December 12, 2007 - Representatives Carolyn McCarthy (D-NY) Joseph Pitts (R-PA) and Gene Green (D-TX) were joined by more than 65 of their colleagues in urging Speaker of the House Nancy Pelosi to reject any additional cuts to Medicare medical imaging services.

“It is very encouraging to see the leadership from Representatives McCarthy, Pitts and Green and the support from so many Members of Congress to preserve and protect Medicare beneficiary access to medical imaging services.,” said Tim Trysla, executive director of the Access to Medical Imaging Coalition (AMIC), a coalition representing more than 75,000 physicians and providers, as well as numerous patient advocacy groups throughout the United States. “Medical imaging technologies like PET and CT scans, MRIs, ultrasounds and DEXA catch diseases early and, combined with other agents, treat them more precisely so that patients have dramatically better health outcomes,” said Andrew Whitman, vice president of the Medical Imaging & Technology Alliance, a member of AMIC. “These cutting-edge medical imaging services go hand-in-hand with the latest preventive and targeted medical care – precisely the type of innovative care that Congress should be promoting, not cutting.”

Congress is currently negotiating a legislative package that could include large cuts to medical imaging services.
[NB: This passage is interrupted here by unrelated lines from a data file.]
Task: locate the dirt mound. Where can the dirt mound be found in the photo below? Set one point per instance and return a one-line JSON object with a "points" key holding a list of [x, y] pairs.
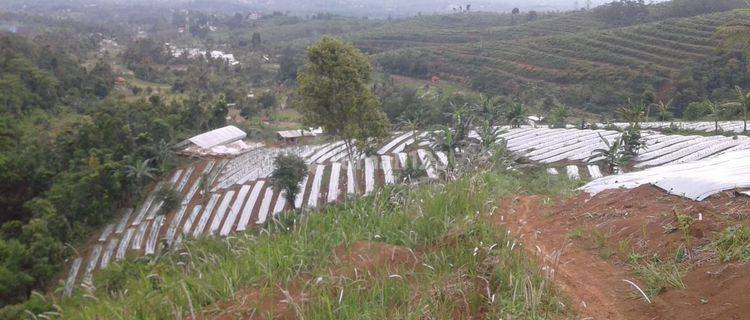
{"points": [[284, 301], [587, 241]]}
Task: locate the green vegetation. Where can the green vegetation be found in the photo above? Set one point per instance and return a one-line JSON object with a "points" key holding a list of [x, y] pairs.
{"points": [[71, 155], [288, 172], [334, 93], [423, 219], [659, 276]]}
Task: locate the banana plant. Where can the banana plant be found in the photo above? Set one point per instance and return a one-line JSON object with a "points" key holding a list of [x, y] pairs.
{"points": [[613, 155], [743, 103]]}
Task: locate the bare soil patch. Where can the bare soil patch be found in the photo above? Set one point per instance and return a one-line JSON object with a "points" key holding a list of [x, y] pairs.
{"points": [[587, 242]]}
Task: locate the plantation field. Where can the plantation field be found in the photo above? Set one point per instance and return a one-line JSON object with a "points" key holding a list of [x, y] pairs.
{"points": [[585, 63]]}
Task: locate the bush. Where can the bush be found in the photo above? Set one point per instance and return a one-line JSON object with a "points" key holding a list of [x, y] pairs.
{"points": [[695, 111]]}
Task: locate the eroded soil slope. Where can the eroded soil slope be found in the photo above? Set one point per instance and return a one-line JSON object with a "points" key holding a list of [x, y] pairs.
{"points": [[662, 243]]}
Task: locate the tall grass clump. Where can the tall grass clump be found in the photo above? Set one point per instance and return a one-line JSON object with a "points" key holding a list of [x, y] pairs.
{"points": [[477, 272]]}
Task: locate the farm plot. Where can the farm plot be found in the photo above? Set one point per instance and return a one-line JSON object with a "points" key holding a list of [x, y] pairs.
{"points": [[227, 206]]}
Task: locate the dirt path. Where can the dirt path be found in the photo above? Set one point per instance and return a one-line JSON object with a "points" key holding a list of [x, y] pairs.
{"points": [[595, 285]]}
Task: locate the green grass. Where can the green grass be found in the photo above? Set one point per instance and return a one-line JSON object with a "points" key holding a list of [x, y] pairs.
{"points": [[659, 276], [459, 277]]}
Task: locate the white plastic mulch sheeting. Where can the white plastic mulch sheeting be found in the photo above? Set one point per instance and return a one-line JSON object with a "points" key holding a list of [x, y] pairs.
{"points": [[695, 180]]}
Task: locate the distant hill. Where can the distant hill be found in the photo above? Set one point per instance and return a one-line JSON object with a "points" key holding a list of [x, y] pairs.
{"points": [[574, 57]]}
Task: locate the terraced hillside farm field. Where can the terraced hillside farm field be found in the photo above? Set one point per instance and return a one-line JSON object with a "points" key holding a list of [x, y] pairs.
{"points": [[239, 195], [590, 63], [701, 126], [473, 28]]}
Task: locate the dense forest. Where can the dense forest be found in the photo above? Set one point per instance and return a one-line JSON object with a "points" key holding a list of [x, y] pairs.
{"points": [[90, 110], [72, 154]]}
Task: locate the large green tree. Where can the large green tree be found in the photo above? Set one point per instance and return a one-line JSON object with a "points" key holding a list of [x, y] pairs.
{"points": [[335, 93]]}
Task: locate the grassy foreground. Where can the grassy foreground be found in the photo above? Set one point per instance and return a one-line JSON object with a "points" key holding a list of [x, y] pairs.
{"points": [[468, 268]]}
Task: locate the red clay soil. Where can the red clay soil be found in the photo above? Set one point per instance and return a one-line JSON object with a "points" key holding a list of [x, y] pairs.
{"points": [[360, 259], [641, 220]]}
Some proposals would make billions of dollars in cuts and, in so doing, further reduce access to medical imaging technologies that are instrumental to detecting life-threatening diseases – including cancer, cardiovascular disease, osteoporosis and diabetes.

Access to medical imaging services is already being squeezed as a result of the $13 billion in cuts included in the Deficit Reduction Act of 2005. This resulted in an 18 to 19 percent reduction in payments for imaging services provided in physician offices and outpatient imaging centers and was just implemented in January of this year.